Discrete Modeling of Biological Systems
Professor Alan Veliz Cuba (Department of Mathematics) and Eric Eager (Graduate Student, Department of Mathematics)
The REU students studied how the design of experiments affects the network inference problem, which is to use the data of a dynamical system to infer the network. The goal was to determine how the generation of the initial data affects the inferred network.
We compared two ways of generating data:
- by running the system as long as possible for few initializations (few long timecourses);
- running the system for short periods of time, but many initializations (many short timecourses).
We did this for different published models of gene regulatory networks.
The question is, given a fixed sample size, is it better to have few long timecourses or many short timecourses? If the sample size is small, then generating data using few long timecourses will produce a better inferred network. However, when the sample size increases, there is a point where generating data using many short timecourse is better. This is an interesting result, because it was not expected for the sample size to matter so much. The students presented a poster at the 2013 JMM.

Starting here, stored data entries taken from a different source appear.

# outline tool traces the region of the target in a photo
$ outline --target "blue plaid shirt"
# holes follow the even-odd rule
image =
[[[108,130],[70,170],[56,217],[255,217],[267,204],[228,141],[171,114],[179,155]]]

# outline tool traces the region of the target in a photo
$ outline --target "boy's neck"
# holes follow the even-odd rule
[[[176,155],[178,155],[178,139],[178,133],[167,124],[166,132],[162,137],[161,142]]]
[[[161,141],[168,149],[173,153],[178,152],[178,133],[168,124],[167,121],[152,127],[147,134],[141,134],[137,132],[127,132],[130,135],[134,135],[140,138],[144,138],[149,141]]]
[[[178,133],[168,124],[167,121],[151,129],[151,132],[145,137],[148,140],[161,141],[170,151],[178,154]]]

Professor Allan Peterson (Department of Mathematics) and Tanner Auch (Graduate Student, Department of Mathematics)
The REU students extended many results known in the q-calculus (quantum calculus, which has very important applications in quantum theory). This includes a q-Laplace transform, which has several similar properties to the continuous Laplace transform.
They have a large number of results on the properties of their q-Laplace transform. They have a clever definition of exponential growth of a function and with their definition are able to show regions of convergence of the q-Laplace transform in the numerous formulas that they derive. They use their q-Laplace transform to show how they can solve the so called $q$-difference equations. Finally, they use their q-Taylor monomials to obtain a Variation of Constants Formula.

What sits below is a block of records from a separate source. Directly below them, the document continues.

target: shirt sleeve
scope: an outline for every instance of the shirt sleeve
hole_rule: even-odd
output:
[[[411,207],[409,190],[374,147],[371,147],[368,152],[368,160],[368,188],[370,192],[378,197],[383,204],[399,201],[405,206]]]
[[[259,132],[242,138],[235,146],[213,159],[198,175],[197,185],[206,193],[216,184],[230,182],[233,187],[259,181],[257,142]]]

The students presented a poster at the 2013 JMM.
Peridynamics Models in Heat Conduction and Elasticity
The students worked in the area of peridynamics, a theory introduced by S. Silling that has been successful in modeling phenomena in materials with discontinuities, or propagation of fractures. We establish connections between classical local operators and their nonlocal counterparts, and identify convergence rates for these models.

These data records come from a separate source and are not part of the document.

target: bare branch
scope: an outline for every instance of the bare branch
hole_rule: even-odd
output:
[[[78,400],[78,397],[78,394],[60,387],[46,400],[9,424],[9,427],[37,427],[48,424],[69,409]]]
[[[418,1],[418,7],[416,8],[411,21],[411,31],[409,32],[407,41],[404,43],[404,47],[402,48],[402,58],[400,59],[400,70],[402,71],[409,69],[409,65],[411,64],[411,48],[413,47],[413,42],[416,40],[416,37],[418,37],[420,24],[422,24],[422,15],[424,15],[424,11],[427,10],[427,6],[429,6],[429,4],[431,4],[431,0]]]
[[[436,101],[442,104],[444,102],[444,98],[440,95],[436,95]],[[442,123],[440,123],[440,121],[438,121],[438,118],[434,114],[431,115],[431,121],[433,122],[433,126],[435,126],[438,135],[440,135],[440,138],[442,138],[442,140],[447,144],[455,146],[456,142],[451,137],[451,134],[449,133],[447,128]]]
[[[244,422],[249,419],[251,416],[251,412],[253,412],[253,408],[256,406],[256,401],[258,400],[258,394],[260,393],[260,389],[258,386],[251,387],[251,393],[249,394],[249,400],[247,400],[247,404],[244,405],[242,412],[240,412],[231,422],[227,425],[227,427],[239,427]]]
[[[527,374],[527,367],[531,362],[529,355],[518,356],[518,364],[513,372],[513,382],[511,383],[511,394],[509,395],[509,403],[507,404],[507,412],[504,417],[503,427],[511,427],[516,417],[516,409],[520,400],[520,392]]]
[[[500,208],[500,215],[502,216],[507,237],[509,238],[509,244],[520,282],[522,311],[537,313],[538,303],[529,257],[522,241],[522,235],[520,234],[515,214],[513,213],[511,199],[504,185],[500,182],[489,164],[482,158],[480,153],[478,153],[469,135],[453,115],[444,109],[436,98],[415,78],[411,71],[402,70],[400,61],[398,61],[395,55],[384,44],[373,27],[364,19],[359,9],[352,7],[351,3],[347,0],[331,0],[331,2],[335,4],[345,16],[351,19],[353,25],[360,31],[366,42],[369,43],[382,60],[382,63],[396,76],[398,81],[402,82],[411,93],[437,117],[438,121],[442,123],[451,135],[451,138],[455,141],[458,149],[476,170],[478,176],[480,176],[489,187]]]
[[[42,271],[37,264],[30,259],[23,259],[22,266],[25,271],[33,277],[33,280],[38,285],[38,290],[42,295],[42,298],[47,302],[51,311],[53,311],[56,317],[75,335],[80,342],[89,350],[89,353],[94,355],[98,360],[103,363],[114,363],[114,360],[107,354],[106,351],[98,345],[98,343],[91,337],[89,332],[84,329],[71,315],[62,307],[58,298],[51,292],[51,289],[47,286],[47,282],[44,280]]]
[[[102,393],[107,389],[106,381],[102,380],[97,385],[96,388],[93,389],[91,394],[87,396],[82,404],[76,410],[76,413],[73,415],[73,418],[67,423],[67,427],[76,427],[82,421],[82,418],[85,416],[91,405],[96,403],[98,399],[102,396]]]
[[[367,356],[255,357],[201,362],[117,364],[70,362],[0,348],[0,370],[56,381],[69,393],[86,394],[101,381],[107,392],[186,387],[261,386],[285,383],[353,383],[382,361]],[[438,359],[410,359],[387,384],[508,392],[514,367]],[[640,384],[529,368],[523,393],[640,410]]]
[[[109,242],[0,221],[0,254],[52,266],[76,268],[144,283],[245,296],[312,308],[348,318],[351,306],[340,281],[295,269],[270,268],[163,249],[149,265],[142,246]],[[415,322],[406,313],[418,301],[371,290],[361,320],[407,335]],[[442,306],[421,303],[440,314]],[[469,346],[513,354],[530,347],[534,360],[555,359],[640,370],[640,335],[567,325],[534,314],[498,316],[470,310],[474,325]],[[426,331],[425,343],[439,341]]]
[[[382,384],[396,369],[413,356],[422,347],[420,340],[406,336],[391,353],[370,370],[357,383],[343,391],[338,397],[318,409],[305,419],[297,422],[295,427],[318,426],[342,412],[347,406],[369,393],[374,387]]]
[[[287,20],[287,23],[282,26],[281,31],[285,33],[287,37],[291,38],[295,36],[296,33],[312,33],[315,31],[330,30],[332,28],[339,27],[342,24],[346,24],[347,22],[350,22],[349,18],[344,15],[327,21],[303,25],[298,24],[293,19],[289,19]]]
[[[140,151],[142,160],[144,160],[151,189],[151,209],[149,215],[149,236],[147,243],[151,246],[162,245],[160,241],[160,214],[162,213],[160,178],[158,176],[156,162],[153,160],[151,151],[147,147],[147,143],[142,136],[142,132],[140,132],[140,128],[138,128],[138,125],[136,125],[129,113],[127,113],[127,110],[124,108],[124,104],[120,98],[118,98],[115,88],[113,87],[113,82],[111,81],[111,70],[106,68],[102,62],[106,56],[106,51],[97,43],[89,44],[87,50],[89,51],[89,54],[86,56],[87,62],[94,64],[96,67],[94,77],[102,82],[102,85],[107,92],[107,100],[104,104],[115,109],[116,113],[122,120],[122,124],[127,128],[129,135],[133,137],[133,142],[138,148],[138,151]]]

The students also derived a nonlinear diffusion model in the nonlocal framework of peridynamics, following ideas of Bobaru and Duangpanya. For the case when the conductivity is time dependent a fundamental solution for the nonlocal problem was derived, and they we proved an exponential decay rates by using energy methods and a nonlocal version of the Poincare’s inequality.
Both papers present numerical simulations that illustrate estimates for the solution in the quasilinear case as well as in the case of time dependent conductivity.